On Tue, Jan 15, 2019 at 11:47:00PM +0100, Rafael J. Wysocki wrote:
From: Rafael J. Wysocki rafael.j.wysocki@intel.com Subject: [PATCH] driver core: Fix adding device links to probing suppliers
Currently, it is not valid to add a device link from a consumer driver ->probe() callback to a supplier that is still probing too, but generally this is a valid use case. For example, if the consumer has just acquired a resource that can only be available when the supplier is functional, adding a device link to that supplier right away should be safe (and even desirable arguably), but device_link_add() doesn't handle that case correctly and the initial state of the link created by it is wrong then.
To address this problem, change the initial state of device links added between a probing supplier and a probing consumer to DL_STATE_CONSUMER_PROBE and update device_links_driver_bound() to skip such links on the supplier side.
With this change, if the supplier probe completes first, device_links_driver_bound() called for it will skip the link state update and when it is called for the consumer, the link state will be updated to "active". In turn, if the consumer probe completes first, device_links_driver_bound() called for it will change the state of the link to "active" and when it is called for the supplier, the link status update will be skipped.
However, in principle the supplier or consumer probe may still fail after the link has been added, so modify device_links_no_driver() to change device links in the "active" or "consumer probe" state to "dormant" on the supplier side and update __device_links_no_driver() to change the link state to "available" only if it is "consumer probe" or "active".
Then, if the supplier probe fails first, the leftover link to the probing consumer will become "dormant" and device_links_no_driver() called for the consumer (when its probe fails) will clean it up. In turn, if the consumer probe fails first, it will either drop the link, or change its state to "available" and, in the latter case, when device_links_no_driver() is called for the supplier, it will update the link state to "dormant". [If the supplier probe fails, but the consumer probe succeeds, which should not happen as long as the consumer driver is correct, the link still will be around, but it will be "dormant" until the supplier is probed again.]

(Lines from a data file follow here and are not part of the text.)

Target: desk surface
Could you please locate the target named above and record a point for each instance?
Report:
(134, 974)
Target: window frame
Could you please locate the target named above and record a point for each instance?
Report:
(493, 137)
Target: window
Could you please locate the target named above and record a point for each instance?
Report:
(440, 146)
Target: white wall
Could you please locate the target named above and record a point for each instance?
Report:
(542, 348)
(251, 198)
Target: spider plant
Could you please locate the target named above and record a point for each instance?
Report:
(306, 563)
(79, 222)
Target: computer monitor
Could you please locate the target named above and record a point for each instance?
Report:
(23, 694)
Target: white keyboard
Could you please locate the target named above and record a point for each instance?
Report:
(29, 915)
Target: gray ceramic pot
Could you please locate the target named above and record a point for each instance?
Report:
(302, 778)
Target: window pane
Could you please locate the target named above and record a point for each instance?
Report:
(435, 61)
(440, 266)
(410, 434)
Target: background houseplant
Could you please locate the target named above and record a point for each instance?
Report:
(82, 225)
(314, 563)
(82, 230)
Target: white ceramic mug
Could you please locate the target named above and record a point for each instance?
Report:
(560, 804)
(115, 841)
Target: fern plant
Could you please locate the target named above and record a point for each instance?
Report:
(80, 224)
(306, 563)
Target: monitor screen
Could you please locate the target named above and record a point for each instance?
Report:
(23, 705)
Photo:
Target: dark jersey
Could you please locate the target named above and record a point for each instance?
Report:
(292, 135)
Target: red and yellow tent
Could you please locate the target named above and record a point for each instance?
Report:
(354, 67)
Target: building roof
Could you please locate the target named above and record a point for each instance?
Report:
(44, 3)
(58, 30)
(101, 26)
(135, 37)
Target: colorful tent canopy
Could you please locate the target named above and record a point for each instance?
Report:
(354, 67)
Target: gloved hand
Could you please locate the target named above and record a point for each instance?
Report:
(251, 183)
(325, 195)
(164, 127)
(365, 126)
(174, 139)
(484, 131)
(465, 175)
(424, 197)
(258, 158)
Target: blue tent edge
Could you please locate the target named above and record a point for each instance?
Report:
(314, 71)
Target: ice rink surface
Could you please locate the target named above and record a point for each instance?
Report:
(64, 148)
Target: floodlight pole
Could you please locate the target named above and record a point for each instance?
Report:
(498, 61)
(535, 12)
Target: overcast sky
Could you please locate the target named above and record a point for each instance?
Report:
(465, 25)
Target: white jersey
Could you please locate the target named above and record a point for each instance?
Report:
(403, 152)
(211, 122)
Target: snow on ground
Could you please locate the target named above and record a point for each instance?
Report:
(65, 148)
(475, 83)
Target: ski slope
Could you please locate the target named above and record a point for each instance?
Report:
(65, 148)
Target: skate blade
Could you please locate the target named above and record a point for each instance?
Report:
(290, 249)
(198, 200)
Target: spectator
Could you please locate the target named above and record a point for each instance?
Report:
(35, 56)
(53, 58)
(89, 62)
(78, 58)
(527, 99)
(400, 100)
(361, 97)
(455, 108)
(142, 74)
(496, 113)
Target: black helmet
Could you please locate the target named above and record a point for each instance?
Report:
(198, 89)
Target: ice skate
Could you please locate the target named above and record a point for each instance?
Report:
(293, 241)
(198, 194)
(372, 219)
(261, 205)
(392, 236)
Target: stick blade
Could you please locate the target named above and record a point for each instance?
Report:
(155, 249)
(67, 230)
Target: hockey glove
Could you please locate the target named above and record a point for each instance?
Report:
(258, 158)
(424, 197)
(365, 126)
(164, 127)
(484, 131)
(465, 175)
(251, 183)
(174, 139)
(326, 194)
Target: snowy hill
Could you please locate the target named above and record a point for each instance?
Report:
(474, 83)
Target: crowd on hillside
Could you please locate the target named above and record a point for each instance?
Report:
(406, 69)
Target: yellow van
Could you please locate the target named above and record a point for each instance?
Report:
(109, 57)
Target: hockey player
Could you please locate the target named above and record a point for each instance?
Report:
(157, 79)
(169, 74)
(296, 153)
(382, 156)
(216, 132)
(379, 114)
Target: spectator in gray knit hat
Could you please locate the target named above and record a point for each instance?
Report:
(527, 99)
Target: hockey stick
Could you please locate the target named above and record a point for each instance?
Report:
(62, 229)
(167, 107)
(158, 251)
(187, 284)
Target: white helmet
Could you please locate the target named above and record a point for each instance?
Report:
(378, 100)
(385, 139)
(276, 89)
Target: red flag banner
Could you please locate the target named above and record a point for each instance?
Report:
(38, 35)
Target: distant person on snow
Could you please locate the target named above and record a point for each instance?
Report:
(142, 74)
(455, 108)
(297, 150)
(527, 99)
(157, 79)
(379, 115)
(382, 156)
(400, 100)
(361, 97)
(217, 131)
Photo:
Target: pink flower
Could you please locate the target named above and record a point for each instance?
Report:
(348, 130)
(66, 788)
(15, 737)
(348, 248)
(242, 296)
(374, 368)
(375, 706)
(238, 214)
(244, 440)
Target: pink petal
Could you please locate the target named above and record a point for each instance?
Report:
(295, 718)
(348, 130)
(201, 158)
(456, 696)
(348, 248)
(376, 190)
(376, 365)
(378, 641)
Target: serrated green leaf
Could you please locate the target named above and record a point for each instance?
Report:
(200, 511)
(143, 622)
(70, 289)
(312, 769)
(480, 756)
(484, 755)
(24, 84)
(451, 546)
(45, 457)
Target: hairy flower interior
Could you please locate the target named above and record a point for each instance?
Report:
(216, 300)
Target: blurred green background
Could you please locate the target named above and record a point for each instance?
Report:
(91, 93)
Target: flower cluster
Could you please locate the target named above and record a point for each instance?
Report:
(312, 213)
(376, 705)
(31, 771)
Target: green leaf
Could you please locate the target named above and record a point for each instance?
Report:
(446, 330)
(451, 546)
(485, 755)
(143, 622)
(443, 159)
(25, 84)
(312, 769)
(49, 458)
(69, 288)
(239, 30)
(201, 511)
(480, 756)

Signed-off-by: Rafael J. Wysocki rafael.j.wysocki@intel.com
Hi Rafael,
I've tried this with Armada DRM without using the component helper for bridges, and it seems to work up to a point (I have a vga bridge here to allow further testing):
[ 2.323441] armada-drm display-subsystem: assigned reserved memory node framebuffer [ 2.332001] armada-drm display-subsystem: bound f1820000.lcd-controller (ops armada_lcd_ops) [ 2.340790] armada-drm display-subsystem: bound f1810000.lcd-controller (ops armada_lcd_ops) [ 2.349345] armada-drm display-subsystem: node=/i2c-mux/i2c@0/hdmi-encoder@70 [ 2.356719] armada-drm display-subsystem: panel=fffffdfb bridge= (null) ret=0 [ 2.364038] armada-drm display-subsystem: Linked as a consumer to 1-0070 [ 2.370818] armada-drm display-subsystem: bridge=ee8cda2c ret=0 [ 2.376894] armada-drm display-subsystem: node=/vga-bridge [ 2.382453] armada-drm display-subsystem: panel=fffffdfb bridge=(null) ret=0 [ 2.389762] armada-drm display-subsystem: Linked as a consumer to vga-bridge [ 2.396883] armada-drm display-subsystem: bridge=ef3bec40 ret=0
When I remove the HDMI encoder:
root@cubox:/sys/bus/i2c/drivers/tda998x# echo 1-0070 > unbind
then I get:
[ 1013.824860] Console: switching to colour dummy device 80x30 [ 1013.866785] armada-drm display-subsystem: Dropping the link to vga-bridge [ 1013.867126] armada-drm display-subsystem: Dropping the link to 1-0070
which looks like it did what was expected - the DRM device is indeed unbound, the nodes in /dev/dri are gone. When rebinding the HDMI encoder:
[ 1015.864703] tda998x 1-0070: found TDA19988 [ 1015.898078] tda9950 1-0034: TDA9950 CEC interface, hardware version 3.3 [ 1015.941374] Registered IR keymap rc-cec [ 1015.941684] rc rc0: tda9950 as /devices/platform/mbus/mbus:internal-regs/f1011000.i2c/i2c-0/i2c-1/1-0070/rc/rc0 [ 1015.942439] input: tda9950 as /devices/platform/mbus/mbus:internal-regs/f1011000.i2c/i2c-0/i2c-1/1-0070/rc/rc0/input2 [ 1016.982921] alloc_contig_range: [10390, 10490) PFNs busy [ 1016.987400] kirkwood-spdif-audio audio-subsystem: snd-soc-dummy-dai <-> kirkwood-fe mapping ok [ 1016.987591] kirkwood-spdif-audio audio-subsystem: multicodec <-> kirkwood-spdif mapping ok
but the DRM stuff doesn't come back - this is what Daniel was talking about further down this thread.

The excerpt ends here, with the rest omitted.